Beyond the reaping and sowing, farming involves lots of checking. For farmers like Emily Buck, who runs 1,000 acres of corn and soybean crops and a flock of 50 ewes in central Ohio, that traditionally meant hours spent meandering through her farm to determine if her crops were malnourished, if they’d been flooded, and so on.
Problems can afflict crops in highly localized way — an infestation in one row may not occur across the entire farm, forcing Buck to travel across her property to take stock of the situation.
That changed this spring when Buck and the hands on her farm used their first drones.
“We had a lot of rain early on and, from the road, one of our fields looked as if it had been drowned and we would need to replant,” she says.
Instead of driving a vehicle out and risking a vehicle stuck in the mud, or trekking by foot, Buck checked the status of her crops aerially with a Phantom 4 Pro drone.
“The video we were able to watch from the drone showed us that the majority of the field had taken the flooding well, and there was no need to replant. A week later and the field had fully bounced back and looks great.”
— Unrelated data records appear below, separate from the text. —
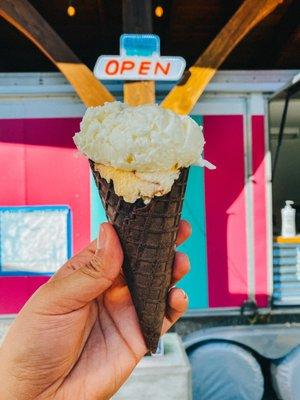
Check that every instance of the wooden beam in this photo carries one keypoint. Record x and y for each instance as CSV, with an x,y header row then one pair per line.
x,y
30,23
285,32
137,18
183,97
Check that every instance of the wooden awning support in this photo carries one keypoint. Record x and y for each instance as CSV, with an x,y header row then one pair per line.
x,y
27,20
183,97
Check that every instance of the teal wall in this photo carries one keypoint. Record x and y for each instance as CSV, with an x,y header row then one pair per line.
x,y
97,211
195,283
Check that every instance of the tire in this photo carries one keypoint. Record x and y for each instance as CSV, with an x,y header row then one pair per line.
x,y
225,371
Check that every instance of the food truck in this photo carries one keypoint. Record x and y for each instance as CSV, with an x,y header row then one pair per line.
x,y
241,331
244,285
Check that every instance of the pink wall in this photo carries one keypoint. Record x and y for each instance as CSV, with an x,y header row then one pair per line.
x,y
259,210
225,211
40,165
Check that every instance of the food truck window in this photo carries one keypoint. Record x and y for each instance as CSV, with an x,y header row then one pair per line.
x,y
285,150
34,240
285,154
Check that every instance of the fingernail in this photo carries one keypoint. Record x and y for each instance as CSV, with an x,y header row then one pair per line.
x,y
172,287
101,238
184,294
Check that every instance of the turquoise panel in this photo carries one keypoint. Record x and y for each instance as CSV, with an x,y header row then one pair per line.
x,y
97,211
195,283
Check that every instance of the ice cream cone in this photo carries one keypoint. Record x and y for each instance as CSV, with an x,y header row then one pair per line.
x,y
147,234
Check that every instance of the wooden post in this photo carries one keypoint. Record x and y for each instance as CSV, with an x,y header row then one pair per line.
x,y
28,21
185,95
137,18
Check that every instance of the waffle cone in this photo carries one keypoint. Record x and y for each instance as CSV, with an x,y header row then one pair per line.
x,y
147,234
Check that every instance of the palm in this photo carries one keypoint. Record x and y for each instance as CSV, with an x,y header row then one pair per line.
x,y
113,347
73,342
The Modern Farming Toolkit
Buck is in league with a swell of farmers who are integrating suites of IoT-enabled devices and software to monitor their crops and livestock. Whether by aerial drones or sensors, farming has joined the ranks of industries that are putting the industrial IoT to work. By using technology to remotely monitor products (crops, in Buck’s case), farmers can slash the time spent inspecting their crops and livestock, and measure with near pinpoint accuracy the amount of pesticides and nutrients to apply in the field.
Some farmers use field-based sensors to measure what the human eye can’t see. The small, inexpensive sensors need just enough bandwidth to relay data via the cloud, which means they can be deployed at minimal cost to monitor, say, the nitrogen density of soil or the nutrient richness of a grape by placing sensors on the vine itself.
“There’s really no limit to capabilities of the sensors,” says Michael Orr, a vice president of sales for Sigfox, which creates and deploys low-power networks that connect IoT devices like sensors to each other and to analytics platforms.
But harvesting data is only the first step. Farmers need to understand that data for clues about how to improve their operation. Microsoft, for example, launched FarmBeats to facilitate the use of AI and IoT technology on farms. And Land O’ Lakes partnered with Google to create WinField Data Silo, a cloud storage service for farmers.
The harvest today is still the same as it was for Buck’s forbearers, but the process is anything but.
“Our daily practices have changed quite a bit from when our grandparents ran the farm,” Buck says.